At a time when many women weren’t educated, much less able to write in Latin, she faced prejudice from the powers-that-be.
Lipsius, one of The Philosophers in Rubens’ painting, dismissed her as “that English girl” and concluded that “the female sex is not to be trusted, they’re more surface than substance.”
Westonia probably wanted to respond like current rock star, Lily Allen: “You’ll find me in the studio and not in the kitchen.” Except she had to appeal to men’s sense of chivalry to succeed, and that meant playing up her qualities as a woman.
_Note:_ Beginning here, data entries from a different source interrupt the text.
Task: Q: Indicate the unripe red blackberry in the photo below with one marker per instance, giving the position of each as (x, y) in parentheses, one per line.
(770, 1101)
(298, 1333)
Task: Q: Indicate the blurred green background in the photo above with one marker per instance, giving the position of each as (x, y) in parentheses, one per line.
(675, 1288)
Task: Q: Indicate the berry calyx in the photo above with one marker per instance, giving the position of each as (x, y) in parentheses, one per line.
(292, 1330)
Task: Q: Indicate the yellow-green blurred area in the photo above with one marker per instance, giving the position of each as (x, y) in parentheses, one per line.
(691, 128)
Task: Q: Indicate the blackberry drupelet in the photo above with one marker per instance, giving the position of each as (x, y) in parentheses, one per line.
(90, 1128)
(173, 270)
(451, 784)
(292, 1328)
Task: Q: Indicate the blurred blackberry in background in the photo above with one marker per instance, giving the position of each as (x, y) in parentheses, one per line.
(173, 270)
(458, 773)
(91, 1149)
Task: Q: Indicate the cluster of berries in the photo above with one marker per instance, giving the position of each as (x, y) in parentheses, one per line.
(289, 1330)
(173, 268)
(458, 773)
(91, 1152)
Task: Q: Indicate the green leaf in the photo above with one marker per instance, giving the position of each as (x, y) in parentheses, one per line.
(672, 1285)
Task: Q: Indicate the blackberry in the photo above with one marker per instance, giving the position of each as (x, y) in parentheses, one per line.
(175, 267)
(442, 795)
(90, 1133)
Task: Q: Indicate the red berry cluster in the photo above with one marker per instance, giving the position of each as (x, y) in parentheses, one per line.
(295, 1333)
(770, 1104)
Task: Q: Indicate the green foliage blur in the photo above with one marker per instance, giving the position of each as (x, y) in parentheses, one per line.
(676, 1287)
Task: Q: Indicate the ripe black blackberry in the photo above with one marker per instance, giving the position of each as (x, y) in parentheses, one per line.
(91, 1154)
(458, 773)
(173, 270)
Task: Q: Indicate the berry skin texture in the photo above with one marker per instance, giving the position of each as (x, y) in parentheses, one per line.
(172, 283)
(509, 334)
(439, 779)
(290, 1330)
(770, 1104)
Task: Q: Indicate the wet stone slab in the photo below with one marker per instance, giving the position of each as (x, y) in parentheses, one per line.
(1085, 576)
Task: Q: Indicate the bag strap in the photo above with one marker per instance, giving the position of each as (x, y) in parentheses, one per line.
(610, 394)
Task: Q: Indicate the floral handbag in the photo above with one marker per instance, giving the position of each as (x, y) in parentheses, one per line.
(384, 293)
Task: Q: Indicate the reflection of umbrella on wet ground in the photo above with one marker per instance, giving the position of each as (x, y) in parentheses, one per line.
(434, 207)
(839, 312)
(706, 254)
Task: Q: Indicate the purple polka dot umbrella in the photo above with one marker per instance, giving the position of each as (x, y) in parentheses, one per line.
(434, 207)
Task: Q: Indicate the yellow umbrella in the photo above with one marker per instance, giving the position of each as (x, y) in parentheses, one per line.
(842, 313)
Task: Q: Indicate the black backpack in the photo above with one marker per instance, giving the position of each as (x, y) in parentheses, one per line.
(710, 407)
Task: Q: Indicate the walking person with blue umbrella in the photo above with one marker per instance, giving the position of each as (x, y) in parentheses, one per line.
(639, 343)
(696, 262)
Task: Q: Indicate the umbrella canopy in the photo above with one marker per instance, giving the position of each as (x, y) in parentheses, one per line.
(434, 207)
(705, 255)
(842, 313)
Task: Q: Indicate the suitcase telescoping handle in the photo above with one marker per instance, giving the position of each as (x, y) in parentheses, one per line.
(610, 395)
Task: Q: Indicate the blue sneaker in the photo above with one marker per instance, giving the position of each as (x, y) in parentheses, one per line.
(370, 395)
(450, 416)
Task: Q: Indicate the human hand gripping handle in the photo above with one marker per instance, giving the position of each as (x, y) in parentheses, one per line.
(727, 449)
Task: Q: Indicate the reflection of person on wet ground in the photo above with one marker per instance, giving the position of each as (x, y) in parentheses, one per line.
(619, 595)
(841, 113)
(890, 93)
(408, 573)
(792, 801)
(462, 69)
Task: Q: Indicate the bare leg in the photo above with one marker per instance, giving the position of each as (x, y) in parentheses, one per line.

She referred to herself as a “wretch” to invoke sympathy and from the men she needed to protect her.
Facing near financial ruin caused by her stepfather, the notorious alchemist Edward Kelley, Westonia used her gift of language to appeal to Emperor Rudolf II:
“What I beg is that you not let a wretched maiden…perish under the weight of an unfair evil.”
Eventually, the authorities recognized her as a great talent, but they made sure to emphasize her womanly virtues.
“Behold Jane…genius, piety, virtue, industry, the Muses and a virgin’s morals…” wrote Nicholas Maius.
And they expressed astonishment that such talent came from a woman.
“You are an illustrious miracle of your sex,” gushed, Matthias Zuber, crowned Poet Laurete of the day. “What did Nature deny you, learned Westonia? Nothing. Aside from your being born a woman.”
And that from her greatest fans.
To her critics who accused her of plagiarism, Westonia asked, “Why do you hack a poor girl more sharply than any sword?” Or, in other words, it’s hard out here…for a wretch.